Jinwu Yu v Hong Qin Jiang (2022 NY Slip Op 03377)
Jinwu Yu v Hong Qin Jiang
2022 NY Slip Op 03377
Decided on May 25, 2022
Appellate Division, Second Department
Published by New York State Law Reporting Bureau pursuant to Judiciary Law § 431.
This opinion is uncorrected and subject to revision before publication in the Official Reports.


Decided on May 25, 2022 SUPREME COURT OF THE STATE OF NEW YORK Appellate Division, Second Judicial Department
VALERIE BRATHWAITE NELSON, J.P.
CHERYL E. CHAMBERS
PAUL WOOTEN
JOSEPH A. ZAYAS, JJ.

2019-14305
(Index No. 704356/19)

[*1]Jinwu Yu, et al., respondents,

v

Hong Qin Jiang, appellant.




Law Offices of Bing Li, LLC, New York, NY, for appellant.
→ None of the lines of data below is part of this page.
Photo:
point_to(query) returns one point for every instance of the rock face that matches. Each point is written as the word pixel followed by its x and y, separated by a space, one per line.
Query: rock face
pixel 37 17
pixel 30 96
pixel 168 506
Bill Zou & Associates, PLLC, Flushing, NY (William X. Zou of counsel), for respondents.



DECISION & ORDER

In an action, inter alia, for a judgment declaring that the defendant is not a member of the plaintiff SH 168, LLC, the defendant appeals from an order of the Supreme Court, Queens County (Chereé A. Buggs, J.), entered November 13, 2019. The order denied the defendant's motion, in effect, pursuant to CPLR 3012(d) for leave to file and serve a late answer.

ORDERED that the order is reversed, on the facts and in the exercise of discretion, with costs, and the defendant's motion, in effect, pursuant to CPLR 3012(d) for leave to file and serve a late answer is granted.

"A defendant who has failed to timely answer a complaint and who seeks leave to file a late answer must provide a reasonable excuse for the delay and demonstrate a potentially meritorious defense to the action" (Bank of Am., N.A v Viener, 172 AD3d 795, 796; see Green Tree Servicing, LLC v Weiss, 180 AD3d 654, 655; see also CPLR 3012[d]). "Whether a proffered excuse is reasonable is a sui generis determination to be made by the court based on all relevant factors, including the extent of the delay, whether there has been prejudice to the opposing party, whether there has been willfulness, and the strong public policy in favor of resolving cases on the merits" (Nowakowski v Stages, 179 AD3d 822, 823 [internal quotation marks omitted]).

Here, in light of the relatively short delay between when the defendant's time to answer expired and when the defendant moved for leave to file and serve a late answer, the absence of prejudice to the plaintiffs, the defendant's lack of willfulness, the existence of a potentially meritorious defense to the action, and the strong public policy that actions be resolved on the merits, the Supreme Court should have granted the defendant's motion, in effect, pursuant to CPLR 3012(d) for leave to file and serve a late answer (see Wilmington Trust, N.A. v Pape, 192 AD3d 947, 949; P & H Painting, Inc. v Flintlock Constr. Servs., LLC, 179 AD3d 1086, 1087; Arias v First Presbyt. Church in Jamaica, 97 AD3d 712, 712).

BRATHWAITE NELSON, J.P., CHAMBERS, WOOTEN and ZAYAS, JJ., concur.